I REMEMBER being surprised at what happened, nearly two decades ago, when I edited a book called Catholic Social Teaching for the 21st Century.
It looked forwards from the 100 years over which the Church, under a succession of popes, had evolved the first “third way” in modern politics. It presented a radical challenge to both unfettered capitalism and collectivist communism alike. With communism now largely discredited, it seemed to me, 20 years ago, that its primary challenge was now to free-marketeers.
So I was a little taken aback when one of the first invitations I received to discuss the subject came from the Conservative Christian Fellowship. There was a lot in the book they agreed with, they said. An intriguing discussion followed.

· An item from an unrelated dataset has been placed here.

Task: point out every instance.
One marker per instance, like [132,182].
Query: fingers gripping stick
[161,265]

I was disappointed, therefore, when the report published last week by the Institute for Public Policy and Research’s Commission on Economic Justice, of which the Archbishop of Canterbury was one of 20 distinguished members, did not arouse much interest among today’s Conservatives (News, 7 September).

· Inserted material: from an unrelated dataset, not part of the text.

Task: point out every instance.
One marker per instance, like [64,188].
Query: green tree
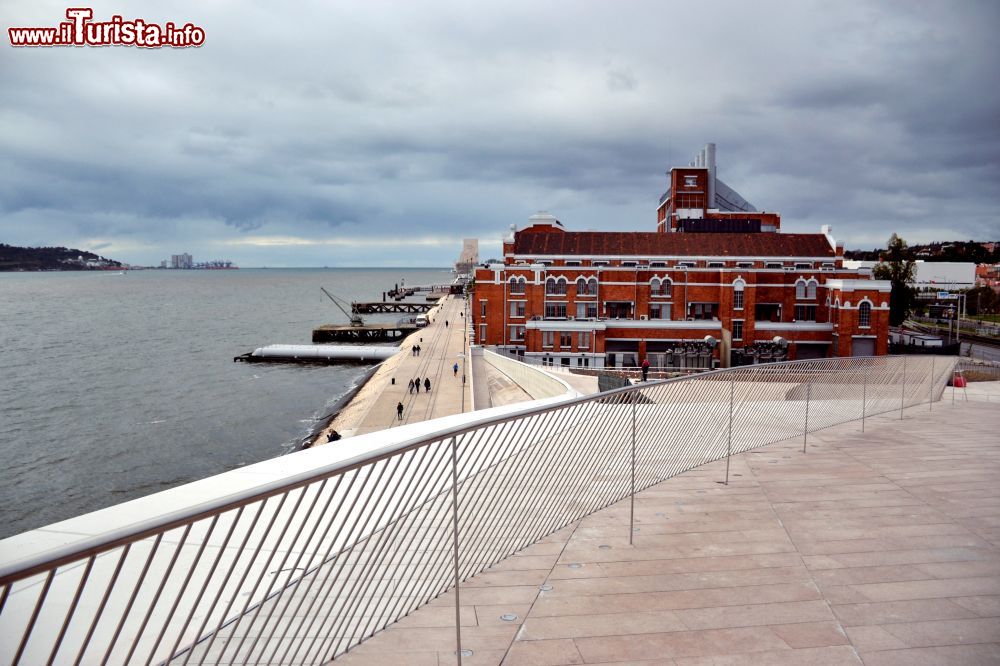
[896,265]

Nicky Morgan, who chairs the Commons Treasury committee, commented — but only to repeat the hoary old formula that the poor need greater wealth creation rather than greater fairness. The two are not alternatives — which is one of the key points that the new report makes, and is a fundamental insight of Catholic social thought.
In a society where the CEO of Amazon, Jeff Bezos, is the richest man in the world, while his insecure staff “have been peeing in bottles because they are afraid to take a toilet break”, as Frances O’Grady, the general secretary of the Trades Union Congress and a Commission member, said, such economic imbalance cannot be dismissed by advocating greater wealth creation.
Nor can it be dismissed in a society where giant corporations pay little tax while high-street shops go out of business. Nor in one which has experienced the longest period of earnings stagnation for 150 years. Nor in one where a third of workers cannot get jobs to match their education. Nor in one where people whose jobs are replaced by technology are denied proper retraining, and so forth.
There is not room in this short column to do justice to the sophisticated raft of balanced prescriptions that the report sets out. And you certainly wouldn’t have obtained an adequate understanding of its thinking from last week’s Daily Mail, with its “Welby Wealth Tax Storm” headline. In a classic piece of tabloid journalism, it carried an article penned by Archbishop Welby, but ensured that its readers read it through the lens of the newspaper’s own prejudice. Last week’s Church Times, and the succinct 30-page executive summary of the actual document, are a better starting place.
It is a shocking testimony to the Conservative Party’s obsessive fixation with Brexit that even its more thoughtful members have not found the time to come to grips with this important document. They might dispute some of its detail, but they would be forced to confront its challenge to our contemporary economy. That challenge is firmly rooted in the tradition of Catholic social thought.
Let us hope that some of the British electorate — so alienated from contemporary politics as well as from the workings of the economy — might find the time to read it. Those who think through its implications will swiftly see that morality and the market, like economics and ethics, are far from mutually exclusive.